Pathology of the Parathyroid and Adrenal Glands Flashcards
What are the two types of cells found in the parathyroid glands and which one is active?
Chief cells - cells with pale cytoplasm -> active
Oxyphil cells - cells with eosinophilic cytoplasm -> inactive
What mutations give rise to sporadic parathyroid adenoma? Familial causes?
Sporadic: Usually a mutation and inactive of MEN1 (two hits sporadically)
Familial: Also associated with autosomal dominant loss of MEN1, and a second hit
What mutations are associated with familial primary hyperparathyroidism (including parathyroid adenomas)?
- MEN1 - autosomal dominant -> parathyroid adenoma
- RET - MEN2A -> parathyroid hyperplasia by constitutive activation of tyrosine kinase
- CaSR - loss of function mutation -> hypercalcemic hypocalciuria
How is a parathyroid adenoma vs parathyroid carcinoma told apart histologically?
Much like for follicular adenoma of the thyroid, pretty much you need to see evidence of invasion or metastatic disease
- > parathyroid carcinoma remains well differentiated
- > much rarer condition than adenoma
Does hyperparathyroidism cause osteoporosis or osteopenia?

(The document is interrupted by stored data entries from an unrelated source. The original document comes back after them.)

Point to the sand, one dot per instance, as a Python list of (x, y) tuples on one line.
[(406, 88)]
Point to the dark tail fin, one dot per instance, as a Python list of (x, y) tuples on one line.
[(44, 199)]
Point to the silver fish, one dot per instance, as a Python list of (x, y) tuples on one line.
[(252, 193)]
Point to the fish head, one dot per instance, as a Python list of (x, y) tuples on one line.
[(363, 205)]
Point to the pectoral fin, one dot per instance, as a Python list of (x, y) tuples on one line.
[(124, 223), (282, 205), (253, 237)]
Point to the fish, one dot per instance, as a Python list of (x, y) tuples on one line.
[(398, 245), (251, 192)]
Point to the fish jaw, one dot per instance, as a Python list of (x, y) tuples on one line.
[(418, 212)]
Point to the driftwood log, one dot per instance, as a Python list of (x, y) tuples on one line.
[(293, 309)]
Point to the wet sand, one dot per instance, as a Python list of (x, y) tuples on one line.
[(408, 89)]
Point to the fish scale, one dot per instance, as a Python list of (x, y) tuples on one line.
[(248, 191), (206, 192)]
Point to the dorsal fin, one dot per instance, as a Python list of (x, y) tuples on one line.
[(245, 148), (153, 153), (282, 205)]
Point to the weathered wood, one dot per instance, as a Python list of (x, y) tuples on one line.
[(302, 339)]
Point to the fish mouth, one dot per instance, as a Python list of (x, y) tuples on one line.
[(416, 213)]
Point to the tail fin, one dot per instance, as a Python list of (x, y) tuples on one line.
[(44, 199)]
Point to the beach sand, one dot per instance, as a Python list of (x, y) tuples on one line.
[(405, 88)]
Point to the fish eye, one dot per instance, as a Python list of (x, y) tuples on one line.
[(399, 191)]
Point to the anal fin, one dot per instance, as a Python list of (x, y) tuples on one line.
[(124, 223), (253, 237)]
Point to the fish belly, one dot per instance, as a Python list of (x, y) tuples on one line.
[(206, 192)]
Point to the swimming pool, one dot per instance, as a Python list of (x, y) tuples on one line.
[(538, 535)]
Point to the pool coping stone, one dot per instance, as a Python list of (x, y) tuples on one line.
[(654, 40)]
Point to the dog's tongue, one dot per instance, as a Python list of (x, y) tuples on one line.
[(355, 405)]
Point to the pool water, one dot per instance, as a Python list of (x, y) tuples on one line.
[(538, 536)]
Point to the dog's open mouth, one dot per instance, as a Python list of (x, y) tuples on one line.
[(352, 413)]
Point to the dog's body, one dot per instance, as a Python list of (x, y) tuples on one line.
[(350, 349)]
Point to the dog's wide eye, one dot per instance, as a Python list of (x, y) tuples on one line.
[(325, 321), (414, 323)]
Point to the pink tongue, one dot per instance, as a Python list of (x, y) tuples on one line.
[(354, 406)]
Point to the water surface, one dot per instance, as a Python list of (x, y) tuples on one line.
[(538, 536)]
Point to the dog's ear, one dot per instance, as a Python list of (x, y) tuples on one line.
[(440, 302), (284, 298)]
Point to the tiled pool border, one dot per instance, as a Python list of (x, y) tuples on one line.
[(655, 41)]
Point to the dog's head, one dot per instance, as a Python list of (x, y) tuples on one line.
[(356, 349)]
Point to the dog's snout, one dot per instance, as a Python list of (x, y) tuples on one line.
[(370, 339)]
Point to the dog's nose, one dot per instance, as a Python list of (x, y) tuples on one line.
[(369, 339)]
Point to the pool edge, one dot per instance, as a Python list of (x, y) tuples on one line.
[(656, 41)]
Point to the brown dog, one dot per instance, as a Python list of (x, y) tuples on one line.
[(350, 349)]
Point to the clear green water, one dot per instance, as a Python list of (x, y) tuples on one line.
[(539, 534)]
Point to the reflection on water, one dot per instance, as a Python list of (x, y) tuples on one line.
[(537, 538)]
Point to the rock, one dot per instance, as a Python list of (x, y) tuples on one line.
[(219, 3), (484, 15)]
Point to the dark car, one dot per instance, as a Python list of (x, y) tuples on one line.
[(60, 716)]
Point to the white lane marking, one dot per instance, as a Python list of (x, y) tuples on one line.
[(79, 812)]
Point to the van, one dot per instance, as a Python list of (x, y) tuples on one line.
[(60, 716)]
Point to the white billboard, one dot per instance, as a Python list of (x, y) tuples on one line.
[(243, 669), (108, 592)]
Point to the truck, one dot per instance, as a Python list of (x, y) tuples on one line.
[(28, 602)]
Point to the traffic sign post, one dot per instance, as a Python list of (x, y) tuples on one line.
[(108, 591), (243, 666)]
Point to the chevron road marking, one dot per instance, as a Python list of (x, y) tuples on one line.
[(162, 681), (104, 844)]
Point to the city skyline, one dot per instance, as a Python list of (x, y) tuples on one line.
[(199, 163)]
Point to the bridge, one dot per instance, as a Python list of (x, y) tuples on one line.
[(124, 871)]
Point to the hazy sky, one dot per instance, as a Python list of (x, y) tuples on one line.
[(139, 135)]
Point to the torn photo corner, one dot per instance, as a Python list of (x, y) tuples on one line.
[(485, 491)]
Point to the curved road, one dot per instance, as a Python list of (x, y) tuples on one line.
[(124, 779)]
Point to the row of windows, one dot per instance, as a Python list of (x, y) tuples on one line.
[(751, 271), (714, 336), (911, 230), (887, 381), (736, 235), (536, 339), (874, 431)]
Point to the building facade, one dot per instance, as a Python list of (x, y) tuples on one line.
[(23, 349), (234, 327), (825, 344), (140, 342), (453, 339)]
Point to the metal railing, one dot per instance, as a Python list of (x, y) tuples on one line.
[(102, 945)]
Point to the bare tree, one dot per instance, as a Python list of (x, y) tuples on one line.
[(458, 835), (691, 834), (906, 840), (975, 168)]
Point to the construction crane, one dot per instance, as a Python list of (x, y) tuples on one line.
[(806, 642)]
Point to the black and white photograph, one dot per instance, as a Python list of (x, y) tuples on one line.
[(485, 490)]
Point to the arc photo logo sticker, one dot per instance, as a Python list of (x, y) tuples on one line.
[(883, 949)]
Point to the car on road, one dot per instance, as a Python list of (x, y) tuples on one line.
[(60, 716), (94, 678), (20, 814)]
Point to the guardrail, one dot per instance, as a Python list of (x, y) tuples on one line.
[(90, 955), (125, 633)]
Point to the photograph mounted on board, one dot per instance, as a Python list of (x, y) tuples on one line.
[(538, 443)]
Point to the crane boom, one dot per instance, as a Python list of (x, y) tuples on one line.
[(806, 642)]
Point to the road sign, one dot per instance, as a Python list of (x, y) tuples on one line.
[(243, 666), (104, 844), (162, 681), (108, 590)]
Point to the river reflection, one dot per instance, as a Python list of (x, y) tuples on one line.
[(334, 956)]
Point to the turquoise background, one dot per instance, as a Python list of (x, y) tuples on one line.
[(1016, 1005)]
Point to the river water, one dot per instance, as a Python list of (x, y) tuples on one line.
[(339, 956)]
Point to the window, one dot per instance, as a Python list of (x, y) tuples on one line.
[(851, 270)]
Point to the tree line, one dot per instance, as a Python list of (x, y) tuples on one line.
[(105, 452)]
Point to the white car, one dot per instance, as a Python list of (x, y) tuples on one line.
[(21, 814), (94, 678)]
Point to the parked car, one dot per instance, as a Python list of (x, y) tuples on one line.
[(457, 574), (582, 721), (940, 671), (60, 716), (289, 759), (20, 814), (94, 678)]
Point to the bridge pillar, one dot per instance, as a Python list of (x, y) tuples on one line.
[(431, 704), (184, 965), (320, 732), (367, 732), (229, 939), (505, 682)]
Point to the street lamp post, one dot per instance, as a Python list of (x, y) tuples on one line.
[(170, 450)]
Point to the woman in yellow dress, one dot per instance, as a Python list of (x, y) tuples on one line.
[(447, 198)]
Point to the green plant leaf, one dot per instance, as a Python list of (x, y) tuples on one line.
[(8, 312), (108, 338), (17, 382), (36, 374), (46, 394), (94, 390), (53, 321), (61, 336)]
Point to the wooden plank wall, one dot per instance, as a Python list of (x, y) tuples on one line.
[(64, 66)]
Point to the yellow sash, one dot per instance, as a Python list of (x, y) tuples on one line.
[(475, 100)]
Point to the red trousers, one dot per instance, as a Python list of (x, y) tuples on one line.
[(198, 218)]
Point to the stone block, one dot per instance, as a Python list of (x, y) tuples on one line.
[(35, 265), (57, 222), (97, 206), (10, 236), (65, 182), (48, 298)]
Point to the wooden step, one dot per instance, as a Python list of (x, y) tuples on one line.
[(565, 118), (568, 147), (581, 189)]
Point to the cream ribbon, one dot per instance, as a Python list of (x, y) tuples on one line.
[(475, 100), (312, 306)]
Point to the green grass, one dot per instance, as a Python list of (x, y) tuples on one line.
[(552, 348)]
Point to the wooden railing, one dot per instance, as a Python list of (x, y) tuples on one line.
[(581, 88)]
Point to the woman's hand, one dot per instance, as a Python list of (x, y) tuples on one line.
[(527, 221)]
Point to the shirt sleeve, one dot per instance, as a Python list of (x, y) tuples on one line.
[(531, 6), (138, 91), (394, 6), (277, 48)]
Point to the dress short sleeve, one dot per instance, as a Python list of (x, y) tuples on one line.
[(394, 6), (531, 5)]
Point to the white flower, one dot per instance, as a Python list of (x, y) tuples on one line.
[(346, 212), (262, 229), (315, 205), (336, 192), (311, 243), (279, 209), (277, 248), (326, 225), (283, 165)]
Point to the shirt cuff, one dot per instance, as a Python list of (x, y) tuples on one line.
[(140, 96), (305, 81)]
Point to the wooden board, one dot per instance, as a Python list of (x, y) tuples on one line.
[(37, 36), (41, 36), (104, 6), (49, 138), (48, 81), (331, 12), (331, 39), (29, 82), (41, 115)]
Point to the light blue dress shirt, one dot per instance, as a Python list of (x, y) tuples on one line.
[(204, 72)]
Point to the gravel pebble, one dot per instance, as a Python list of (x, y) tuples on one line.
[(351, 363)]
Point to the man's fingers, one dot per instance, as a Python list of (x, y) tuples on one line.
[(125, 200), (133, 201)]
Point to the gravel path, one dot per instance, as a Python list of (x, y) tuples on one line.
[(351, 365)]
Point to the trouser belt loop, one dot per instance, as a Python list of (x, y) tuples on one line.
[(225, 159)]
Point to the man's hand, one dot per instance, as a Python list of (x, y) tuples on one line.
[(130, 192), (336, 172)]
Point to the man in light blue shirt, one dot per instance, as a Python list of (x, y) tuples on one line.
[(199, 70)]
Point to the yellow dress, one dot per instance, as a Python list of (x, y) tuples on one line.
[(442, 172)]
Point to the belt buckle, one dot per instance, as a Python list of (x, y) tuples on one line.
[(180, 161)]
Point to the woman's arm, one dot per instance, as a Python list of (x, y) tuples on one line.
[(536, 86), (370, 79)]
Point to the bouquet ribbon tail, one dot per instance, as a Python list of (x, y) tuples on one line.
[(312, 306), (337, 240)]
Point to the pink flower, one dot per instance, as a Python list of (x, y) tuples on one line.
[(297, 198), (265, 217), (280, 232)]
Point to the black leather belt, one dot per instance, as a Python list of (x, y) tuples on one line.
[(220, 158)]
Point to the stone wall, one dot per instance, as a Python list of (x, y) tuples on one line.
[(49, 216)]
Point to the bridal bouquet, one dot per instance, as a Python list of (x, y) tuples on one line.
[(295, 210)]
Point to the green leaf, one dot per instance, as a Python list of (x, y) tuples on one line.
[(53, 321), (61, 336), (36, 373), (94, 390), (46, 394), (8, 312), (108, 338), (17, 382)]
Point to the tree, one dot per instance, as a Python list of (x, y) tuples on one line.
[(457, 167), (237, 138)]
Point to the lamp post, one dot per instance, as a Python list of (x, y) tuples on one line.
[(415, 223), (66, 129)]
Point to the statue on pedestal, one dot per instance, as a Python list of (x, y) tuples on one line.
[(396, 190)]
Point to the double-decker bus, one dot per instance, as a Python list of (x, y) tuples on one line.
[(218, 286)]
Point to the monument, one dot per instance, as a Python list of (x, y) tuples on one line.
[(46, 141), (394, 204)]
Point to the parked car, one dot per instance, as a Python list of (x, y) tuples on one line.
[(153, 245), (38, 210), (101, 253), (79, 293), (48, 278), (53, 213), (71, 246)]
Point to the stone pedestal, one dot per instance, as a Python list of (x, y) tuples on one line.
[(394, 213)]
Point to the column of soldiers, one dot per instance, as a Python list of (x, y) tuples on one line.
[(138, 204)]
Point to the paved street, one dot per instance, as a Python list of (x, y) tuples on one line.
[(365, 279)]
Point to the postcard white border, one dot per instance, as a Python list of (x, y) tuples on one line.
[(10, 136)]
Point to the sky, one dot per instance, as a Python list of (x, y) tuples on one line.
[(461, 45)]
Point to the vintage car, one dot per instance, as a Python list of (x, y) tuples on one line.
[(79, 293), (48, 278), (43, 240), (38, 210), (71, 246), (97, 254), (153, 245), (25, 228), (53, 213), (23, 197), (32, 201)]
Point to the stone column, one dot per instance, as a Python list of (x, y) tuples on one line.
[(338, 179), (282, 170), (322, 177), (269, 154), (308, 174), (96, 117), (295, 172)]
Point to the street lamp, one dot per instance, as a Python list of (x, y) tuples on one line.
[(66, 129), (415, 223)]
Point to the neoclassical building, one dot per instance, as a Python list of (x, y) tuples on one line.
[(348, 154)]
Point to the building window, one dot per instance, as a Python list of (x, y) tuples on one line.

What’s the difference?
Osteopenia -> cortical thinning which is more prominent than in the medullary cavity. Especially subperiosteal thinning. Related to increased osteoclast activity with an attempted osteoblast rescue.
Osteoporosis happens more in spongy bone, typically a slow wasting away not due to massively increased osteoclast activity
What is the end stage of hyperparathyroidism called and why?
Osteitis fibrosa cystica
Osteitis -> osteoclasts dissect through bone, causing fractures and bone pain. “-itis” because osteoclasts derived from monocytes.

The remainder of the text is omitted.